RISCV-Probe / BBL / Running baremetal code

I’m trying to get some baremetal code running on the SiFive Unleashed board, enough to provide some two-way communication over the virtual comm serial port (sifive UART) with printf/getchar function calls.

So far I’ve found the RISCV-PROBE project: https://github.com/michaeljclark/riscv-probe

Which is BBL + libfemto (a very minimal libc library) that provides this. Using qemu I’m able to get my own baremetal code working and I’m able to use the provided printf/getchar functions to funnel data to and from my code via the UART.

As for running on actual hardware, the riscv-probe project only has support for SiFive E2 CoreIP Arty A7 FPGA. It seems they didn’t complete the sifive U series for hardware, only qemu simulations only.

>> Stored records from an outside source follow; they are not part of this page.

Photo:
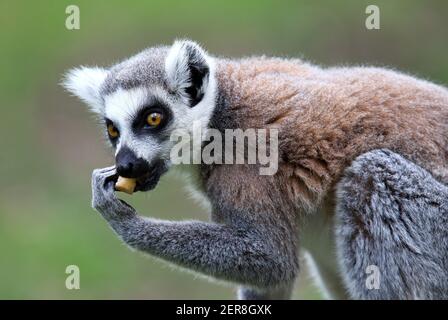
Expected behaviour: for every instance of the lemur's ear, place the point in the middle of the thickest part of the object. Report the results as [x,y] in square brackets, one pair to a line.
[85,83]
[188,69]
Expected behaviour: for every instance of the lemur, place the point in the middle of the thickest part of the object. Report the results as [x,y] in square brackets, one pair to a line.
[361,177]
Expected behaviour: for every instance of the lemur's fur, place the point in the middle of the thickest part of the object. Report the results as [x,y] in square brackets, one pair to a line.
[387,207]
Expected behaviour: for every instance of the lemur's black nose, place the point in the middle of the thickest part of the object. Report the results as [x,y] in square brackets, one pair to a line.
[128,165]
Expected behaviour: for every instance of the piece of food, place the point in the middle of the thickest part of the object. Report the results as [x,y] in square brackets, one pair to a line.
[125,185]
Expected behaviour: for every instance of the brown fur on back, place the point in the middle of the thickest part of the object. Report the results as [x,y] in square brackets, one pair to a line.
[326,118]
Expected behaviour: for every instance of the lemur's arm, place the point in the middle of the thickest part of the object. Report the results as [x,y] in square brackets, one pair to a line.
[241,252]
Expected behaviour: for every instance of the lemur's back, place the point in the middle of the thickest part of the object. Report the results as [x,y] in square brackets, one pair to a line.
[327,117]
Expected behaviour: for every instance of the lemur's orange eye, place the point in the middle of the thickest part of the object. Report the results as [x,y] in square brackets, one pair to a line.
[112,131]
[154,119]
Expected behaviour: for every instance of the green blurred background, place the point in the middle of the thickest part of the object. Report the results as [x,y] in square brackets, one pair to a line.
[49,143]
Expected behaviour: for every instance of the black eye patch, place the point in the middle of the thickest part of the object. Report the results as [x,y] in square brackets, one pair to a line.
[140,125]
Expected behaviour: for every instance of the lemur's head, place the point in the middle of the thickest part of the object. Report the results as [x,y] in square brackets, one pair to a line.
[143,99]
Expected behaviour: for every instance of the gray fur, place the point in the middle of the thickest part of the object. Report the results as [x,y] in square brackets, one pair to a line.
[394,215]
[238,251]
[390,212]
[144,69]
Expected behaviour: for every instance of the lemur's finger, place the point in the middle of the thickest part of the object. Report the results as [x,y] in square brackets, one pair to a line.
[107,169]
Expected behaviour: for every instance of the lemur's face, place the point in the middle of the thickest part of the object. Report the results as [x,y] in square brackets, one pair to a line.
[142,100]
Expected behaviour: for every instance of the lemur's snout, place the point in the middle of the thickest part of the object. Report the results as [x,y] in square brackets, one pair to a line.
[129,166]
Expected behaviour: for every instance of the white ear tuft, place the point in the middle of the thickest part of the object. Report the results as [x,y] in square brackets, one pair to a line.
[85,83]
[187,67]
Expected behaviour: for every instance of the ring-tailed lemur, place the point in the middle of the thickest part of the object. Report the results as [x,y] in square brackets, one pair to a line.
[349,204]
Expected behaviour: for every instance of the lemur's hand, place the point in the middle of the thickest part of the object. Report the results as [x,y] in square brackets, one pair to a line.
[104,199]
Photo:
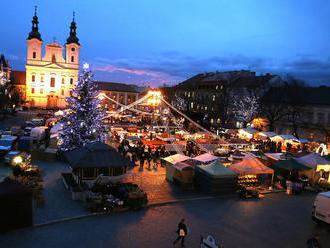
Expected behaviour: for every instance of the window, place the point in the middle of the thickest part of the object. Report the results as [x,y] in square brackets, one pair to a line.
[52,82]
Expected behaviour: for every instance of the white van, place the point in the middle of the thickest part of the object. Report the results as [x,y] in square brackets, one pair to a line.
[321,209]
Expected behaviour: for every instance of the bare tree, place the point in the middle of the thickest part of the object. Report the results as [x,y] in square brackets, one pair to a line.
[245,107]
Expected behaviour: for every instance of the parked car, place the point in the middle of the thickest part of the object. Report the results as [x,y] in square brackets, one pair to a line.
[321,208]
[12,154]
[7,143]
[38,122]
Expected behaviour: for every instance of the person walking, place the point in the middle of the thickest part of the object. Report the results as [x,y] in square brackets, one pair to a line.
[155,158]
[181,232]
[149,157]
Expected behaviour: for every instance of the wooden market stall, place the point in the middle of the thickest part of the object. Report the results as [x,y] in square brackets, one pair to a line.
[252,172]
[94,159]
[215,178]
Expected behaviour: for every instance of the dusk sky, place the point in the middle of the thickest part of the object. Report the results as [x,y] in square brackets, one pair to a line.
[157,41]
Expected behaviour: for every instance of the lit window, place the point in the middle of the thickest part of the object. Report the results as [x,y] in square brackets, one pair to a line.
[52,82]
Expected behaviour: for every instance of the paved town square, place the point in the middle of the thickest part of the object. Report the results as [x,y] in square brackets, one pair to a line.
[276,221]
[137,124]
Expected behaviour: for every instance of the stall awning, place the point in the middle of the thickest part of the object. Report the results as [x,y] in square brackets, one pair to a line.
[250,166]
[96,155]
[182,166]
[205,158]
[216,170]
[176,158]
[290,164]
[312,160]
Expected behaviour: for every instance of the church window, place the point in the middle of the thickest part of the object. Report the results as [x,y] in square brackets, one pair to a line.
[52,82]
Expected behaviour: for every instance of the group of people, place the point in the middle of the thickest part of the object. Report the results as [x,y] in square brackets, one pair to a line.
[141,154]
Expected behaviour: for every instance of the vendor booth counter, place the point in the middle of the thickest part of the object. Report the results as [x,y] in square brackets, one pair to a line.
[215,178]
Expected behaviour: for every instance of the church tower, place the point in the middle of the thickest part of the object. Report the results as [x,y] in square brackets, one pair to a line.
[50,78]
[34,41]
[72,45]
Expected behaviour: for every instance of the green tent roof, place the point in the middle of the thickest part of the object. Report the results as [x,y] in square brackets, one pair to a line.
[216,169]
[290,164]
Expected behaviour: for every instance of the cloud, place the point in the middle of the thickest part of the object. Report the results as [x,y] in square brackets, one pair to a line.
[173,67]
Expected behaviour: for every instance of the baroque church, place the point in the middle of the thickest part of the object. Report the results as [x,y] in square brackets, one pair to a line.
[49,76]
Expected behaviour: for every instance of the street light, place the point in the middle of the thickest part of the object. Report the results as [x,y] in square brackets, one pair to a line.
[17,160]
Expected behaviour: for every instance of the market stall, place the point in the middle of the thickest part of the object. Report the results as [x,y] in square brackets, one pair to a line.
[252,172]
[215,178]
[205,158]
[320,167]
[170,161]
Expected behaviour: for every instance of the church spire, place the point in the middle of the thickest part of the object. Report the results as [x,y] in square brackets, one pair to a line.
[34,34]
[73,32]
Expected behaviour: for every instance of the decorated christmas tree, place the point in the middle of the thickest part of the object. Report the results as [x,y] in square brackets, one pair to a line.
[82,122]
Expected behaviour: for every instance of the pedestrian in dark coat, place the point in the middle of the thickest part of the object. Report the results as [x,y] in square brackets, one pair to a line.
[181,232]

I have been trying to compare the differences between the hardware E2 core and the qemu E2 core folders to try and see if I can adopt the qemu U5 core to work on the actual unleashed board hardware, but I just can’t see to get it working. Looking in the memory layout of the E2 hardware default.lds I see,

flash (rxai!w) : ORIGIN = 0x40400000, LENGTH = 128M
ram (wxa!ri) : ORIGIN = 0x80000000, LENGTH = 64K

I have tried changing it to:
ram (wxa!ri) : ORIGIN = 0x80000000, LENGTH = 128M
flash (rxai!w) : ORIGIN = 0x10000, LENGTH = 64M

but no luck. I’ve also experimented with openSBI, but haven’t been able to get anything other than printf statements working with my compiled payload. Does anyone have any idea on how I could get my code which is working on the qemu simulation of U5 to work on actual hardware? There already is E2 qemu to hardware parity, so I must be missing something very small.